Of course, the Skyward forces quickly determine that Frix is Frix and that Scorch really is racing. However, with limited authority on the surface of Abode, the Skyward is unable to halt the race, so they merely send fighters to tale Scorch as he races. The others are forced to rescue him in the Cam Triompe. From there they travel to Cauldron City, an industrial city on rails that continually circles the polar region of the Mercury-like planet Cauldron, always just ahead of the scorching sun. The Rebels are planning to meet L'cota there. L'cota is there, but he has a plan to turn the Rebels into heroes by letting them save the city from a plot to destroy it. However, the person chosen to carry out the plot--a female terrorist named G'kahrii S'ha--has no intention of doing the minor damage that L'cota wants done. No, she wants the entire city destroyed....

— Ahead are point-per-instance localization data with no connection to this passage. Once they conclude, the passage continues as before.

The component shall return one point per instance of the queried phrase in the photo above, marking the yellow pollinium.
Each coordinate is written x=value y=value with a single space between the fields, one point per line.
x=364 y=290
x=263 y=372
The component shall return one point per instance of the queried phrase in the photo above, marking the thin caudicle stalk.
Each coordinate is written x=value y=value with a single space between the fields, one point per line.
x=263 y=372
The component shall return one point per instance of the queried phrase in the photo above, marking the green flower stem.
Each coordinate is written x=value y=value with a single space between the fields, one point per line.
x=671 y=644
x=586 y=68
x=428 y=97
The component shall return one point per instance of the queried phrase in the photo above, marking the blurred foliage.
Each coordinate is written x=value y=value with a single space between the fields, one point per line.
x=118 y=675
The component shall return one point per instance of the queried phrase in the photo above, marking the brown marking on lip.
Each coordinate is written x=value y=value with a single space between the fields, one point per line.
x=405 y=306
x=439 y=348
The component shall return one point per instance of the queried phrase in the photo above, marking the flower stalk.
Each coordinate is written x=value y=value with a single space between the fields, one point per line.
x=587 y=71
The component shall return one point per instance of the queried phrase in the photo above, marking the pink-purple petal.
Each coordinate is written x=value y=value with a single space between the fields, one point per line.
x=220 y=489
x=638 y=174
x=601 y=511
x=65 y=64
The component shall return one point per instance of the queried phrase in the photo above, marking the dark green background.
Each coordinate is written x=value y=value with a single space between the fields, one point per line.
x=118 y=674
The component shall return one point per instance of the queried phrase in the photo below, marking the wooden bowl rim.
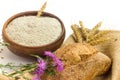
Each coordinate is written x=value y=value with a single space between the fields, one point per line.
x=27 y=13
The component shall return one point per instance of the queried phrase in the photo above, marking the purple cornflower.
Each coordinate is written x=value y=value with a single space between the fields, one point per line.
x=56 y=61
x=41 y=66
x=48 y=53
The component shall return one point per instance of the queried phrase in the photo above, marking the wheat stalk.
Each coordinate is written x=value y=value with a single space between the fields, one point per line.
x=76 y=31
x=42 y=9
x=83 y=30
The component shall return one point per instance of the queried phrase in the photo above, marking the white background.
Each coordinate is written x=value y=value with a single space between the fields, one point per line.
x=69 y=11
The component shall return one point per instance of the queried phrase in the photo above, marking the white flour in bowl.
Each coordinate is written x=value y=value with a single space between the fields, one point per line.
x=34 y=31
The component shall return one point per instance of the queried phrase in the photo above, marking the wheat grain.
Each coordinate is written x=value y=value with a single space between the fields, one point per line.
x=42 y=9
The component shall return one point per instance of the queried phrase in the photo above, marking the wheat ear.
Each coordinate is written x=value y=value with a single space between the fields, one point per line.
x=101 y=40
x=42 y=9
x=93 y=31
x=98 y=36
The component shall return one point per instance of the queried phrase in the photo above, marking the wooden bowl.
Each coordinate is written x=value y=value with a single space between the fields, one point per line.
x=23 y=50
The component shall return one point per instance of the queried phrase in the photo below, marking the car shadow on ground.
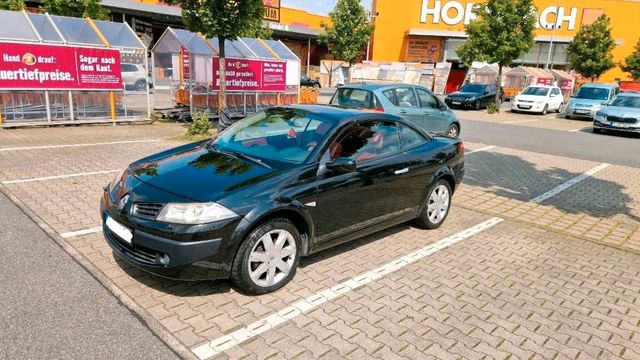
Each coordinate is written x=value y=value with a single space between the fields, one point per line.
x=513 y=177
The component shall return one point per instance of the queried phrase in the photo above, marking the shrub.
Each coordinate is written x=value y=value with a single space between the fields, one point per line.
x=200 y=124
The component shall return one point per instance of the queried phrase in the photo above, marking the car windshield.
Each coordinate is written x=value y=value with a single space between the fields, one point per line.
x=281 y=137
x=592 y=93
x=474 y=88
x=626 y=101
x=353 y=98
x=536 y=91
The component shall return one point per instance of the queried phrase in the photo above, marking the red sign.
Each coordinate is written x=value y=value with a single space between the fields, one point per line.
x=251 y=75
x=37 y=66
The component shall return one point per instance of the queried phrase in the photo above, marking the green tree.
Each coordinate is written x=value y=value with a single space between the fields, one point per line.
x=222 y=19
x=349 y=31
x=631 y=63
x=76 y=8
x=15 y=5
x=590 y=51
x=502 y=32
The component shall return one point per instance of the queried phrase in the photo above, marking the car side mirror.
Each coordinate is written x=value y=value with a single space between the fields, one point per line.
x=342 y=165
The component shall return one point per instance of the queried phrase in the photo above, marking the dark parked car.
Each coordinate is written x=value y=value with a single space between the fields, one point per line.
x=284 y=183
x=414 y=103
x=307 y=81
x=473 y=96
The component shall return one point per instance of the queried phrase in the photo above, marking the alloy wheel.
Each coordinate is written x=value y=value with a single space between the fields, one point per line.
x=438 y=204
x=272 y=258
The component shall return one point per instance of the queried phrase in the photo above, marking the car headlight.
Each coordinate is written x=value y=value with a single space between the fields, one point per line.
x=194 y=213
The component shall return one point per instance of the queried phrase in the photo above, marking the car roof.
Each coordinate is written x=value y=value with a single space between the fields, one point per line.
x=601 y=85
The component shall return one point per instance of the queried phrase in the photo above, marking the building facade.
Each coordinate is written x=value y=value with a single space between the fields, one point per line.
x=432 y=30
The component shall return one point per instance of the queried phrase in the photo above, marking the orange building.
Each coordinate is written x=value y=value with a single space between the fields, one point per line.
x=432 y=30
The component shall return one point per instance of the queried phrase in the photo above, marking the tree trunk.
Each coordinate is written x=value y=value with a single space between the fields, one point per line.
x=222 y=76
x=498 y=87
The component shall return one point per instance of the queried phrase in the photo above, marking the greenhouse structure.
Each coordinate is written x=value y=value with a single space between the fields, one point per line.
x=58 y=70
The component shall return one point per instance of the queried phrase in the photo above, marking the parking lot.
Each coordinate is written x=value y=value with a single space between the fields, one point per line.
x=539 y=257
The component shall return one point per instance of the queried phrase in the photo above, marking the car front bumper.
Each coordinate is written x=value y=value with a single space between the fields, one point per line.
x=616 y=126
x=173 y=254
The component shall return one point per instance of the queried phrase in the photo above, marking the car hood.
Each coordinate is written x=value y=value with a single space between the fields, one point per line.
x=530 y=98
x=198 y=173
x=621 y=111
x=464 y=94
x=586 y=102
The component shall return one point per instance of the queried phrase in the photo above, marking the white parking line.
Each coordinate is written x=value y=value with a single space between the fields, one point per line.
x=250 y=331
x=226 y=342
x=77 y=145
x=569 y=183
x=518 y=121
x=20 y=181
x=81 y=232
x=479 y=150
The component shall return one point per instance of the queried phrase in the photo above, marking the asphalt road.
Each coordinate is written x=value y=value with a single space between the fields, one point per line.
x=52 y=308
x=621 y=149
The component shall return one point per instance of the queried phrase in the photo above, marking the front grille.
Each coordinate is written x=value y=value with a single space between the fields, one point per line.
x=621 y=119
x=147 y=210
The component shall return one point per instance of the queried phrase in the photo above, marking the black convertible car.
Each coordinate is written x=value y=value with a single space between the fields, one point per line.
x=278 y=185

Part of the problem may be the unbelievable reasonableness of the various people encountered. When the surprise entrance of Cosmo and Scorch into the "derelict" ship results in the death of one of the Scavengers, no one irrationally blames the two. Later, the leaders of the factions are willing to put aside their long feud because of a few words spoken by Shimmer. And when the Rebels are captured during the crisis in Cauldron City, their Skyward captors are perfectly willing to let Scorch go free in order to help save the city. I would have preferred more believably unreasonable behavior from these people, forcing the Rebels to act creatively to accomplish their goals. (I'm reminded of one of the philosophies behind Star Trek: The Next Generation: that humans have managed to put aside their differences and now all work together in harmony. That's a nice dream, but it removes tons of plot possibilities from fiction. The problem isn't quite the same in Skyward Shadow, but you see what I'm getting at, I hope.)
The art may also be to blame for removing some of the drama from the book. Though it is certainly attractive and clean, with excellent depictions of people, it's also pretty conventionally structured, and some of the artistic decisions made were not the best. For example, when Scorch's car is shadowed by fighter craft just above, the craft are drawn in such a way as to make them look like the components of a futuristic bridge that Scorch is passing under, rather than moving vehicles. At no time did he look menaced. When Shimmer acts as a Binder, he should look striking and powerful, but both times he exercised his "vocation," he was mostly depicted from the back, with the emphasis instead placed on the people he's judging--thus depriving us of the chance to see him as they see him.
It's possible the teaser on the back cover, promising a search for the missing elves that is never delivered, raised my expectations inappropriately. But even taken as regular science fiction this book is only occasionally inspired. I applaud the attempt to create SF with a minimum of combat and bloodshed, but surely there are more interesting plot devices than auto races to fill in the gaps. Recommended as part of the general Elfquest series.